As of 2025, Congress has passed three consecutive rounds of CRs: the first round from October 1 to December 20, 2024, the second round from December 21 to March 14, 2025, and the third round from March 14 to the end of the fiscal year on September 30. Although the last CR contained several unusual provisions, it successfully avoided an actual shutdown.
These events demonstrate that shutdown threats often result in little action—initially, risk aversion pushes gold prices higher and the dollar lower, but once an agreement is reached, the market quickly rebounds. History shows that shutdowns are short-lived: initial risk aversion pushes gold prices higher and the dollar lower, but once they are resolved, they rebound, and the stock and foreign exchange markets dismiss them as mere noise.
The crisis escalates: Trump's "fire threats" and the health care deadlock
This shutdown is unlike any previous ones, characterized by its harsher character: the White House Office of Management and Budget (OMB) has directed agencies to prepare a "permanent layoff list" (RIF), affecting 300,000 federal employees, exceeding previous temporary furloughs. Trump sees the shutdown as an opportunity to "clean up a corrupt government." The core debate is over healthcare: Democrats demand an extension of the Affordable Care Act (ACA) tax credits (which expire at the end of the year and benefit 20 million low- and middle-income individuals) and a reversal of Medicaid cuts, while Republicans insist on post-CR negotiations and the imposition of income limits.
Some attribute the shutdown to Republican intransigence, while others blame it on Democratic obstruction. Political polarization, coupled with the 48-hour countdown, suggests the shutdown could delay employment and PCE data, impacting the Federal Reserve's decision-making.
Financial Market Forecast: Gold Continues to Rise, US Dollar Falls Slightly
The shutdown will have a "shallow and short-lived" impact on financial markets, but risk aversion will push up gold and depress the dollar:
US dollar (DXY): It has fallen 0.5% to a recent low and may depreciate another 0.4%-1% within a week due to political risks triggering safe-haven outflows; but it will rebound after the end.
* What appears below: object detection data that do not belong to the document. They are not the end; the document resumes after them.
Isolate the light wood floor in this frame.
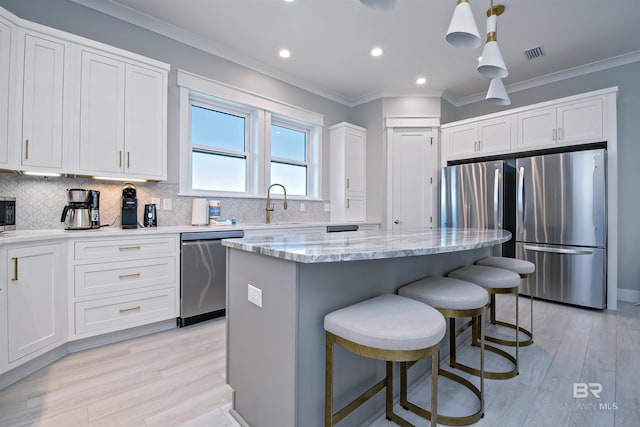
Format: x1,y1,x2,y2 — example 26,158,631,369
0,298,640,427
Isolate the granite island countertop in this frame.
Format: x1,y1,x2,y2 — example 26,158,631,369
222,228,511,263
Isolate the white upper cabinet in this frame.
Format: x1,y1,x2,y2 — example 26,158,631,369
447,116,511,159
0,8,170,180
442,88,617,166
517,97,605,151
330,123,367,221
0,17,15,166
19,32,70,172
78,49,167,180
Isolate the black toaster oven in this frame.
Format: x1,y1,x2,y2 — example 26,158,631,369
0,197,16,232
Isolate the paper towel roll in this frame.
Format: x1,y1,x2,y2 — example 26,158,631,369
191,199,209,225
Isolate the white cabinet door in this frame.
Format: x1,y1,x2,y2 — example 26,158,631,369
517,107,556,150
78,51,125,174
449,123,478,159
5,244,66,363
0,20,12,165
20,33,67,170
344,129,366,192
124,64,167,179
478,116,511,156
78,50,167,179
556,98,604,144
330,123,366,221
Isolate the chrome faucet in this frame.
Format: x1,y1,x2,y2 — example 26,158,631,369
265,184,287,224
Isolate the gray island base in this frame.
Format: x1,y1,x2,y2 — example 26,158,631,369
223,229,511,427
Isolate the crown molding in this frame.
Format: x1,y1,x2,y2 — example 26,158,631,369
458,50,640,107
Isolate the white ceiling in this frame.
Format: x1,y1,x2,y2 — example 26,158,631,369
72,0,640,105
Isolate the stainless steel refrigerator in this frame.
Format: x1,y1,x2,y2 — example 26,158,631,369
440,160,515,257
516,149,607,308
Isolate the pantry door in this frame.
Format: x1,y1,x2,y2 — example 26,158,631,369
387,128,438,231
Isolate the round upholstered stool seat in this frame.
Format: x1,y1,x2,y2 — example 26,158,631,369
476,256,536,277
476,256,536,347
448,265,520,379
398,277,489,425
324,294,446,426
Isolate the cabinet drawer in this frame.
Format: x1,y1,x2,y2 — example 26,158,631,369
74,237,178,261
75,288,178,335
74,257,177,297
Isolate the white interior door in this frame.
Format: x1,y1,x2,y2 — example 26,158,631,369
389,128,438,230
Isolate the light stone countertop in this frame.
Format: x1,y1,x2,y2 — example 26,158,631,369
222,228,511,263
0,221,378,246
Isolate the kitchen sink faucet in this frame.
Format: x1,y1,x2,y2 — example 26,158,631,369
265,184,287,224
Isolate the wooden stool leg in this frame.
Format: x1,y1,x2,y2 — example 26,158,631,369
324,334,333,427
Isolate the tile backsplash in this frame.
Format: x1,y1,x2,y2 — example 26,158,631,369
0,173,329,230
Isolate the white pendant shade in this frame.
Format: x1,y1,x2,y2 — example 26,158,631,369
446,0,482,48
478,15,509,79
485,78,511,105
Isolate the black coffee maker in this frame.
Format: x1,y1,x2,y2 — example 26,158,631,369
89,190,100,228
121,183,138,228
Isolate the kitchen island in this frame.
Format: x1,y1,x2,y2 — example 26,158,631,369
223,229,511,427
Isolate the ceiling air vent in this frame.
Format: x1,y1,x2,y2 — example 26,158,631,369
524,46,544,60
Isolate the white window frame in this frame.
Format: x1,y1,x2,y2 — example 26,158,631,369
177,70,324,200
265,114,314,197
189,98,255,195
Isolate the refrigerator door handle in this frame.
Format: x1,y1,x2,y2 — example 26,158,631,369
493,168,502,228
524,245,593,255
516,166,524,234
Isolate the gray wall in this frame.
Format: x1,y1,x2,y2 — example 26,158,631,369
449,62,640,298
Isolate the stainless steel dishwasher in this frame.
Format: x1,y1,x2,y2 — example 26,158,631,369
178,230,244,327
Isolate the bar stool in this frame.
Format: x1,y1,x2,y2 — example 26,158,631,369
398,277,489,426
324,294,446,427
448,265,520,380
476,256,536,347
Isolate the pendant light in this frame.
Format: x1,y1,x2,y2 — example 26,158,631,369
446,0,482,47
485,78,511,105
478,0,509,79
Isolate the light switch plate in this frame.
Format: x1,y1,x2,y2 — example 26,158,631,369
247,284,262,307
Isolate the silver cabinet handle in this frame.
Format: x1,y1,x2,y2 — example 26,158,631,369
11,257,18,282
524,245,593,255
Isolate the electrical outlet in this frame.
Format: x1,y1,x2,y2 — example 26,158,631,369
247,284,262,307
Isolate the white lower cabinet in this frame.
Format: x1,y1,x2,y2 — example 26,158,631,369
2,243,66,366
69,234,180,340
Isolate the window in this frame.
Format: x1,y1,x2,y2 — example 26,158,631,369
191,104,248,192
178,70,324,200
270,122,309,196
In the long run, the expectation of the Federal Reserve's interest rate cuts (two rounds of 25 basis points) will support the US dollar.
Gold (XAU/USD): has broken through $3,812/oz (up 45% this quarter). If a shutdown occurs, weekly returns could increase by 2%-3%, or reach $3,900. Be wary of a pullback to $3,685.
Foreign exchange market: EUR/USD and GBP/USD may rise by 0.3%-0.8%, and VIX may increase by 10%-15%.
Bank of America believes that the shutdown will reduce GDP by 0.1% per week, and the forecasting website Polymarket predicts that the probability of the shutdown is 55%.